Synchronous Replication

  • definition - leader replica waits until all follower replicas have confirmed write success before reporting success to the user
  • advantage - follower is guaranteed to have up-to-date copy of data that is consistent with leader
  • disadvantage - if follower doesn’t respond (because it has crashed or there is a network fault or for any other reason), the write cannot be processed. The leader must block all writes and wait until the synchronous replica is available again.
  • in practice, impractical for all followers to be synchronous. Usually one follower is synchronous so that you have an up-to-date copy of data on at least two nodes: leader and synchronous follower.
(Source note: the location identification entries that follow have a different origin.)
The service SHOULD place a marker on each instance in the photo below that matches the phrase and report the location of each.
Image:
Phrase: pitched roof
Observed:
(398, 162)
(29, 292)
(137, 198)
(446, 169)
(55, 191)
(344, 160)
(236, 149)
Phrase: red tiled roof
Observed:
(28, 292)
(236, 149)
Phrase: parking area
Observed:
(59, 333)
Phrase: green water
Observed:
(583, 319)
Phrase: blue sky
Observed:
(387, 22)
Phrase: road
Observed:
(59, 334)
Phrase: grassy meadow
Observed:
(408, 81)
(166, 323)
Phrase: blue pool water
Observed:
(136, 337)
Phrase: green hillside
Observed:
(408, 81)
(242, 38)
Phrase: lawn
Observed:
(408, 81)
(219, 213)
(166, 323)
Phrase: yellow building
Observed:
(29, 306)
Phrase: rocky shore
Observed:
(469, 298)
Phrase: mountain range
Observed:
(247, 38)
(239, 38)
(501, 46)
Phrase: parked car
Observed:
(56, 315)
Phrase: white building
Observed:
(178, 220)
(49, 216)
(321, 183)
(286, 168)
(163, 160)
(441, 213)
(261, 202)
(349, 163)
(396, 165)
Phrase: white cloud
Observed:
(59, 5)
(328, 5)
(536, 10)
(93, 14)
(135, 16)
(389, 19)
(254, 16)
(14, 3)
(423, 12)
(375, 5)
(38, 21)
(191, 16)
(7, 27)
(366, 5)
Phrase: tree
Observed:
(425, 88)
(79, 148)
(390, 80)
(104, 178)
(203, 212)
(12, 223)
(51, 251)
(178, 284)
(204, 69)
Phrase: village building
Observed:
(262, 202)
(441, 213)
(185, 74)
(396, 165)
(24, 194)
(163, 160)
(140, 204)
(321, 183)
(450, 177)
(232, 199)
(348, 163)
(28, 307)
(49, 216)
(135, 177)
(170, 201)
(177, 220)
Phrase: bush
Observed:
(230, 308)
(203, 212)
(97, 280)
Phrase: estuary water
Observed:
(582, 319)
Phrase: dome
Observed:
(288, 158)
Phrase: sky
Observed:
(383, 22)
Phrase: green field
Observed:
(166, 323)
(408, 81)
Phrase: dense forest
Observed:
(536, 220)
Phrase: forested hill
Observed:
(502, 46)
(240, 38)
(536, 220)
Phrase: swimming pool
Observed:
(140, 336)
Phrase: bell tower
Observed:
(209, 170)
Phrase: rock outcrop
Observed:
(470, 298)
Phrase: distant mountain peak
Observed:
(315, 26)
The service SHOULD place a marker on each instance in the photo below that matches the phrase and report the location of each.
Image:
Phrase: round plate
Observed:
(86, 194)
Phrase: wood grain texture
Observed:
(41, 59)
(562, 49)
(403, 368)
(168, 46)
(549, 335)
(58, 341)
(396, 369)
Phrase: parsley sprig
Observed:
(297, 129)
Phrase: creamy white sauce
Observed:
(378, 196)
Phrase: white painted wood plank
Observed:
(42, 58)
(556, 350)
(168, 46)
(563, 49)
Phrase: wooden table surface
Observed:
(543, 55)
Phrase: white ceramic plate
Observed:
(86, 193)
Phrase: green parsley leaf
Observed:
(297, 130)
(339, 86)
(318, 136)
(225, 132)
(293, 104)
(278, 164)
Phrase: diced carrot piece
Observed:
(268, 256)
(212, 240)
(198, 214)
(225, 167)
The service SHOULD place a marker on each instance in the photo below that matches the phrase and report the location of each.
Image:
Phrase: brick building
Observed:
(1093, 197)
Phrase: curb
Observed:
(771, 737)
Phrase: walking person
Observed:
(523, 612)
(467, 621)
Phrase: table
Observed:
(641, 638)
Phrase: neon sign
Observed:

This is called semi-synchronous.
  • Facebook uses semisync to prevent data loss.

Asynchronous Replication

  • definition - leader processes write and reports success to user without waiting for follower replica’s confirmation of write success
  • leader-based replication often configured as completely asynchronous
  • advantage - leader can continue processing writes even if all of its followers have fallen behind
  • disadvantage - the write isn’t durable; if leader fails and is not recoverable, any writes that haven’t been replicated to followers are lost.
  • weak durability - if system is 100% async, once leader fails, all writes are lost
  • Microsoft Azsure uses chain replication, a variant of synchronous replication, to combat the disadvantages of data loss with async replication

How to Replicate

  • copying files - This is not sufficient! Clients are constantly writing to the database so a standard file copy would see different parts of the database at different points in time.
  • snapshot + replication logs - take a consistent snapshot of the leader’s database at some point in time. Copy snapshot to follower node. Follower requests all changes from leader since snapshot was taken. Once follower has processed backlog of changes, it has caught up.

Handling Node Outages

  • any node in a system can go down. What if leader goes down?
  • failover - one of the followers needs to be promoted to the new leader. Clients send writes to new leader, other followers start consuming data changes from new leader
  • causes of undetected leader: crashes, power outage, network issues, etc.
  • no foolproof way of detecting what has gone wrong, so most systems use a timeout. Nodes bounce messages between each other, and if node doesn’t respond within say 30 seconds, it is assumed dead.